В тот же день Медичи нарекли предателями отечества: был издан особый указ с целью объявить их бунтовщиками, изъять в казну их имущество и посулить пять тысяч дукатов любому, кто приведет их живыми, и две тысячи тому, кто принесет их головы. Все семьи, изгнанные после возвращения Козимо Старого в 1434 году и заговора Пацци в 1478 году, получили право вернуться во Флоренцию, а Джованни и Лоренцо деи Медичи, сыновья Пьерфранческо и родственники беглецов, не желая более иметь ничего общего с семьей, стремившейся к тирании, отреклись от имени Медичи, взяв себе имя Пополани, а заодно отказались от их герба с шестью шарами на золотом поле, расположенными в порядке один, два, два, один, из которых пять червленые, а верхний — лазоревый с тремя геральдическими лилиями, и приняли герб гвельфов — серебряный крест на червленом поле.

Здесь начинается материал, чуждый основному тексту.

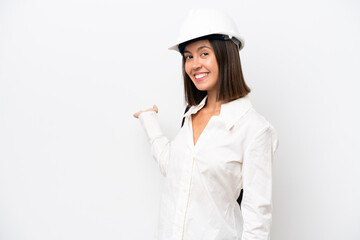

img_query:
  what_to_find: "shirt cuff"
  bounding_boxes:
[139,111,163,142]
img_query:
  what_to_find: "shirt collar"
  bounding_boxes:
[184,95,252,130]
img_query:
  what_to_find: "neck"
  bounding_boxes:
[205,91,224,112]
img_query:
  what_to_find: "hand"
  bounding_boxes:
[133,105,159,118]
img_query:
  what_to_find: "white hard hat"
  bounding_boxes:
[169,8,244,51]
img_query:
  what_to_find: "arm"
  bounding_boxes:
[241,125,278,240]
[138,111,170,176]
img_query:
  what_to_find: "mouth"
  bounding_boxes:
[194,73,209,82]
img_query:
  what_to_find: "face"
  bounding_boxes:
[184,40,219,94]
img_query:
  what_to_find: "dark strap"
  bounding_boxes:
[181,105,244,209]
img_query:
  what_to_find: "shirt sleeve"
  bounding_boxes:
[139,111,170,176]
[241,125,278,240]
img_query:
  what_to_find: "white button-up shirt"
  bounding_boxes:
[139,96,278,240]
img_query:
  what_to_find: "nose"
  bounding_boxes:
[192,57,201,70]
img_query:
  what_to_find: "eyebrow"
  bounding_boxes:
[184,45,211,53]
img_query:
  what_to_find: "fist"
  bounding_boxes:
[133,105,159,118]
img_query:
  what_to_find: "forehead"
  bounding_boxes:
[184,39,211,52]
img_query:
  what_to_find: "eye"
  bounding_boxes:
[185,55,192,60]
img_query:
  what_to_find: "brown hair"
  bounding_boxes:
[182,39,251,106]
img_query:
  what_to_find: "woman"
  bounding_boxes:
[134,9,278,240]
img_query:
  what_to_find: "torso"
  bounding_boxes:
[192,108,220,145]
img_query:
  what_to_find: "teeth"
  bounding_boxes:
[195,73,208,79]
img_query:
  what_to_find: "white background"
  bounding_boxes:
[0,0,360,240]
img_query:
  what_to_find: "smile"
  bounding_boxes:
[194,73,209,79]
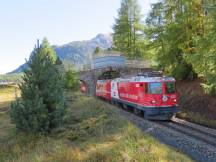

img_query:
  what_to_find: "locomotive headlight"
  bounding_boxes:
[151,100,156,104]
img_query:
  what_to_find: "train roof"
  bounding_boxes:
[116,76,175,82]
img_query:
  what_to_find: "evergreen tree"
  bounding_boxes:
[113,0,143,57]
[11,39,66,133]
[147,0,203,79]
[187,0,216,95]
[64,68,79,90]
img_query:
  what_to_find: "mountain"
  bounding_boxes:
[10,34,112,73]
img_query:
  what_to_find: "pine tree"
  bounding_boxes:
[11,39,66,133]
[113,0,143,57]
[147,0,203,79]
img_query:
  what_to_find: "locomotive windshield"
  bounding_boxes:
[147,83,162,94]
[166,82,176,94]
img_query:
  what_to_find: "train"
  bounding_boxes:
[81,74,179,120]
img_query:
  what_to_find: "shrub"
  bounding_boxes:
[64,69,79,90]
[171,62,197,80]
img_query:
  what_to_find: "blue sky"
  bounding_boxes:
[0,0,157,74]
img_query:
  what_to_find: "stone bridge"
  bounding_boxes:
[78,67,152,95]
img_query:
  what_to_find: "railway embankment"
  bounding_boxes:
[0,88,192,162]
[177,79,216,128]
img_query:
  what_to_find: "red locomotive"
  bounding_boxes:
[96,75,178,120]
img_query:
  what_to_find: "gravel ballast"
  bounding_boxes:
[120,109,216,162]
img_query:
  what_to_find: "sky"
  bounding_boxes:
[0,0,157,74]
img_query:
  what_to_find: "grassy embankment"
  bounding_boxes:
[177,79,216,129]
[0,85,191,162]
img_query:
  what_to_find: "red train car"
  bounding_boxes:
[96,80,111,101]
[80,82,87,93]
[96,76,178,120]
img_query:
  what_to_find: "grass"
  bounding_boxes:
[0,88,192,162]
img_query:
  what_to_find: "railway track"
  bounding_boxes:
[110,99,216,148]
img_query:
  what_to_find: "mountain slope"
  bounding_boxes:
[10,34,112,73]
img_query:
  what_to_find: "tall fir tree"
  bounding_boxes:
[11,39,66,133]
[113,0,143,57]
[147,0,203,79]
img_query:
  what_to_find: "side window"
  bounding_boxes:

Затем, после того как были приняты эти первоочередные меры, к Карлу VIII отправили послов. В роли послов выступали Пьеро Каппони, Джованни Кавальканти, Пандольфо Ручеллаи, Танаи деи Нерли и фра Джироламо Савонарола, тот самый, кто отказал Лоренцо деи Медичи в отпущении грехов, поскольку умирающий не пожелал возвратить свободу отечеству.

Послы застали Карла VIII занятым важным делом: он возвращал независимость пизанцам, которые за восемьдесят семь лет до этого попали под флорентийское владычество.

Речь держал Савонарола: он говорил тем присущим ему тоном пророческого воодушевления, который производил столь сильное действие на его сограждан. Однако Карл VIII, отчасти являвшийся варваром и никогда не слышавший выступлений прославленного доминиканца, внимал посулам и угрозам посла так, как если бы выслушивал проповедь, а по окончании проповеди осенил себя крестом и заявил, что по прибытии во Флоренцию все уладит к общему удовольствию.

И в самом деле, вечером 17 ноября король появился у ворот Сан Фриано, через которые, как уже было известно заранее, ему предстояло торжественно вступить в город; он увидел там флорентийскую знать в парадных одеждах, сопровождаемую духовенством, которое распевало гимны, и идущий следом народ, который, всегда жаждая перемен, надеялся обрести благодаря падению Медичи хоть какие-нибудь обломки своей прежней свободы.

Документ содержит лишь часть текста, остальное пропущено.